Aroma evaluation for chili pepper using an E-nose combined with a novel feature fusion technology based on machine learning

文献类型: 外文期刊

第一作者: Yan, Jia

作者: Yan, Jia;Sun, Ruihong;Zhang, Changfu;Li, Zhe;Zhang, Aimin;Wang, Xueya;Chen, Ju;Yin, Yong;Liu, Tao

作者机构:

关键词: Electronic nose; Aroma evaluation; Chili pepper; Variety identification; Feature fusion

期刊名称:JOURNAL OF FOOD COMPOSITION AND ANALYSIS ( 影响因子:4.6; 五年影响因子:4.6 )

ISSN: 0889-1575

年卷期: 2025 年 145 卷

页码:

收录情况: SCI

摘要: Different varieties of vegetables and fruits have unique flavors, and accurately identifying these varieties can assist companies in facilitating product packaging and transportation and make the distribution and supply of vegetables and fruits more normative, which increases market competitiveness and satisfies diverse consumer demands.
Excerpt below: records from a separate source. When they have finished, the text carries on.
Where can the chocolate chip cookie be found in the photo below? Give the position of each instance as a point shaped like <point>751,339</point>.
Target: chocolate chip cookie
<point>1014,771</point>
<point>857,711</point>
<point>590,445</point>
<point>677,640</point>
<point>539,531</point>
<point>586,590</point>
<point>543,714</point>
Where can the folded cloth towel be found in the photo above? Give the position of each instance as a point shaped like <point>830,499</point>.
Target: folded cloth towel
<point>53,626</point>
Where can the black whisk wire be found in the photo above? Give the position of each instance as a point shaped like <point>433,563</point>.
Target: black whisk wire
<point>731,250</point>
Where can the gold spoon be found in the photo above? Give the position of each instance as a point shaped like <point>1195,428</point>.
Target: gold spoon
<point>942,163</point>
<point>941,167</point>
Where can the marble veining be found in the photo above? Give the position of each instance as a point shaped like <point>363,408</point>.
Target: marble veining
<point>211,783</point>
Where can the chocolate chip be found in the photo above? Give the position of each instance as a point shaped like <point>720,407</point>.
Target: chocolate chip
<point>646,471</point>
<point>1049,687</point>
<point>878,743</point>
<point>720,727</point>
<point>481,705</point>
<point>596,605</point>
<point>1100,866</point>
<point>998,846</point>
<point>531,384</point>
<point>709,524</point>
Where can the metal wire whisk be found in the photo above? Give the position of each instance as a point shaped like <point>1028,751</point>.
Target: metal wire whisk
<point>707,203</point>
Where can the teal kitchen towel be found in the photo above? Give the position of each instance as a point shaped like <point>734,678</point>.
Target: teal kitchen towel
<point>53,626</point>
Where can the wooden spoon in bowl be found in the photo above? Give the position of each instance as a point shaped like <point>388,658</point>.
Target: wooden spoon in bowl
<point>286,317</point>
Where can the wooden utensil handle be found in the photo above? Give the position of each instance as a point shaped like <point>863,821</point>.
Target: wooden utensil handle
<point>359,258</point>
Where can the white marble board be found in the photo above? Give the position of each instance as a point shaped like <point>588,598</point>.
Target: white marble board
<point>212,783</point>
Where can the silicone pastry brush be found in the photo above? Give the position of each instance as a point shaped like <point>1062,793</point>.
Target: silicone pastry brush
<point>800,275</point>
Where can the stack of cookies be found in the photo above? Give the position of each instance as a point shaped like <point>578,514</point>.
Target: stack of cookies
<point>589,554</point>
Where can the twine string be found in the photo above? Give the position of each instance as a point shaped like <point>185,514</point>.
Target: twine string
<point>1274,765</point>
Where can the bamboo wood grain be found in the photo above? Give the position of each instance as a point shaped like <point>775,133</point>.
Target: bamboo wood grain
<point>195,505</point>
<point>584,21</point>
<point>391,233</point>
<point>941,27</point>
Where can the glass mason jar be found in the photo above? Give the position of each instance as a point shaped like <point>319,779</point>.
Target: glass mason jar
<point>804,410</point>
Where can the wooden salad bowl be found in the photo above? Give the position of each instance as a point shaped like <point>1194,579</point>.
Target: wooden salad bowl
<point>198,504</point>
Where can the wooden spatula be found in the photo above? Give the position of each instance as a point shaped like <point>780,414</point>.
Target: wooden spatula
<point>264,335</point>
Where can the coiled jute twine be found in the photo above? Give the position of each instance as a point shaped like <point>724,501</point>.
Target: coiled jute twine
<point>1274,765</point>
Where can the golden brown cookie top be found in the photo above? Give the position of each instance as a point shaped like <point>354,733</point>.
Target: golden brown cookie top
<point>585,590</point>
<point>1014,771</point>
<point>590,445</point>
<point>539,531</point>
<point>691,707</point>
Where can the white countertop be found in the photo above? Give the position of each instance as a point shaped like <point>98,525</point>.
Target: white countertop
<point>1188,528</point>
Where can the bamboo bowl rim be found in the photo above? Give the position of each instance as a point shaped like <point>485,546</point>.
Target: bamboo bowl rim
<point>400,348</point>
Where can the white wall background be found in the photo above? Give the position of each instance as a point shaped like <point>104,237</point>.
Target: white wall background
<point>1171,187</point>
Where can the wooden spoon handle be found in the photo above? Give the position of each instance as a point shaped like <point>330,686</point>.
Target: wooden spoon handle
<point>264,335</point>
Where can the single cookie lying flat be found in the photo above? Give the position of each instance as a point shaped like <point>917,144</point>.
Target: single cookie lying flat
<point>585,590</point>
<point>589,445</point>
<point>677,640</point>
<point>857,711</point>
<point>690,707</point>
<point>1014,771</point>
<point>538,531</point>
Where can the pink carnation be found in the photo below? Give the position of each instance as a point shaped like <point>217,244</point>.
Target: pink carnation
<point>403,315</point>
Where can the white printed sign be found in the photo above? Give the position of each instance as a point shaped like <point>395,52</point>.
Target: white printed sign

In this study, we applied an electronic nose (E-nose) coupled with a novel feature fusion technology, known as maximum separability discriminant correlation analysis (MSDCA), to evaluate the flavors of different pepper varieties effectively. Principal component analysis, linear discriminant analysis, hierarchical clustering analysis and support vector machines were used to evaluate 5 varieties of chili peppers. The proposed MSDCA method introduces discriminative information into canonical correlation analysis while considering both interclass and intraclass dispersion to generate a more representative and distinguishable feature set. This approach achieved 100 % accuracy for pepper variety recognition. The capsaicin content in 5 chili pepper varieties was predicted with high accuracy via principal component regression. With this method, it is possible to reliably identify 5 chili pepper varieties on the basis of flavor assessment and to develop sorting machines according to flavor characteristics, providing technical support for product optimization and increased market competitiveness in the pepper industry.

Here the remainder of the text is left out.